Era um jantar a dois, uma mesa pra
dois, num restaurante duas estrelas. Havia duas velas, duas toalhas de
mesa e dois garçons apenas. O casal chega, senta, pedem duas taças de um
vinho barato enquanto decidem o prato principal. Escolhem o item dois,
uma macarronada. Quem é que vai num restaurante comer macarronada? Eles
iam, toda sexta feira. Um dos garçons se aproxima, anota atenciosamente o
pedido e entrega o pedido da mesa dois no balcão. Conversa vai,
conversa vem, hoje completavam dois anos de namoro. Quem é que comemora
dois anos de namoro num restaurante duas estrelas? Eles comemoravam,
todo ano.
Ela prendia o cabelo
com dois laços, ele tinha duas tatuagens. Eles moravam no apartamento
dois, segundo andar, numa rua do centro da cidade. Um quarto, uma sala,
uma cozinha, dois banheiros e duas prateleiras de livros e cds. Era esse
o tal mundo dos dois. Ah, e tinha o resturante, esse da macarronada,
que ficava a duas quadras do apartamento. Tinha a faculdade que só
precisava passar por dois pontos e pronto, chegavam. Tinha o curso dela,
começado a dois anos, e o curso dele, que terminava em dois meses. E o
ateliê, no fundo do pequeno apartamento, com dois quadros inacabados
pendurados em meio a tantos outros que ela gostava de fazer quando
estava só.
Ela pensava na janela
que deixara aberta e no tempo de chuva que se formava, ele olhava pra
ela e pensava quando ela finalmente pararia de usar aqueles laços
infantis no cabelo.

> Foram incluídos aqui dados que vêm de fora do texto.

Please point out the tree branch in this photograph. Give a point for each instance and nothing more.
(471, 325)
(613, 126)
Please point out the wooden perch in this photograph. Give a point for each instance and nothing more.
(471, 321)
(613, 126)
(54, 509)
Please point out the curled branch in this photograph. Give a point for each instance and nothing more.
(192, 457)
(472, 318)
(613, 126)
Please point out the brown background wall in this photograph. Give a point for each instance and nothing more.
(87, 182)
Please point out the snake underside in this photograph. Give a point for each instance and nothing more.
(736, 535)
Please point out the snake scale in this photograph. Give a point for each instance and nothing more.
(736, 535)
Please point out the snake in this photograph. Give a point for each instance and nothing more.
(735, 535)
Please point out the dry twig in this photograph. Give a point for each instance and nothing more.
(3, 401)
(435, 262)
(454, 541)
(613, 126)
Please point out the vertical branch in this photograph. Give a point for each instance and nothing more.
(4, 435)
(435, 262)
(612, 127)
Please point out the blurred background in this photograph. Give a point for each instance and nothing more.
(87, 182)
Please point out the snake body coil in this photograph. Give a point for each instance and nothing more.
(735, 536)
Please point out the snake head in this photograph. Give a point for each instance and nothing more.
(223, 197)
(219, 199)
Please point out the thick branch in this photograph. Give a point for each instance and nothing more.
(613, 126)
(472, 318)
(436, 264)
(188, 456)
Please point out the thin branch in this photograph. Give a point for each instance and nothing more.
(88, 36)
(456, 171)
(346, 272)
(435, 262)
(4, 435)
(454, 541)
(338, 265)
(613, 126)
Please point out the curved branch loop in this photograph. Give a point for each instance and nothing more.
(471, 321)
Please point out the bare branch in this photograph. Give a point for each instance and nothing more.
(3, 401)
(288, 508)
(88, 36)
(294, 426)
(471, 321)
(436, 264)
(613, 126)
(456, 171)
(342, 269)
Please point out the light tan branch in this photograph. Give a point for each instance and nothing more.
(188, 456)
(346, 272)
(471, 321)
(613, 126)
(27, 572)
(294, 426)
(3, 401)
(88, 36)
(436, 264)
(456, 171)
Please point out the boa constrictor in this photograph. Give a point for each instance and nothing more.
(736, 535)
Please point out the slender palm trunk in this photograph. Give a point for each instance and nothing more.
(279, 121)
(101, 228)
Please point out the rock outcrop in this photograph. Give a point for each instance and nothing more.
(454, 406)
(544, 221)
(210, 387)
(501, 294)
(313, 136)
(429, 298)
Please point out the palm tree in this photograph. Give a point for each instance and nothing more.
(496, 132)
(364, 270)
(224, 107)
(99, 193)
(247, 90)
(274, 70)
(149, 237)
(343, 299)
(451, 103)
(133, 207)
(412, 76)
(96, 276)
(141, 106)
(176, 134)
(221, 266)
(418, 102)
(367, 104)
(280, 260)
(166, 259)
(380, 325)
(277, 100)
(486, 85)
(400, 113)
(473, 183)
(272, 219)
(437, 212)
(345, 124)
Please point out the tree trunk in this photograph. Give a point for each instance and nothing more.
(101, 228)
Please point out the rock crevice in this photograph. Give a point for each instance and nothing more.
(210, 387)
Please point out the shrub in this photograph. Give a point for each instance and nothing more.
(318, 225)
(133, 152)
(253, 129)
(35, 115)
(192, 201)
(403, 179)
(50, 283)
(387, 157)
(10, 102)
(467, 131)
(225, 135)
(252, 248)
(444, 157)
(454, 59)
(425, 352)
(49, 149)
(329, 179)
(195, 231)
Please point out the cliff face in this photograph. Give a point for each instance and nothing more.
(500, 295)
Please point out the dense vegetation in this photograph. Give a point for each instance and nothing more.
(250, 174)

Ela olha pra ele e não vê o cara que sonhou, ela vê o
cara que mesmo as duas da manhã a faz rir com uma piada sem graça, que
mesmo com um cabelo sem cortar a dois meses fica lindo assim que sai do
banho, o cara que ela precisava. Ele repara no olhar dela. Ele pensa nos
olhos dela. Ele pensa nela. Em como ela é bonita sem dois quilos de
maquiagem numa manhã de um domingo, como o sorriso dela deveria valer
dois bilhões e em quantos mil mistérios aqueles dois olhos guardavam.
As
duas amigas da mesa vizinha observam o casal. As duas já comentam o
quanto é bonito ver pessoas assim, amantes. Ele tira um embrulho pequeno
de dentro do casaco, elas suspiram já imaginando que ali seria o grande
pedido. Ela olha o embrulho confusa e abre. Uma pulseira com dois
pingentes, dois corações. No rosto dela escorrem duas lágrimas, no rosto
dele estampa a alegria de uma criança de dois anos assim que recebe um
elogio. Nos rostos dos dois a gente via o amor. Ele prende a pulseira
nela, beija sua mão levemente, ela suspira duas lentas vezes. Ela puxa
as duas mãos dele e as aperta com força e sorri. Ele sorri. Eles riem.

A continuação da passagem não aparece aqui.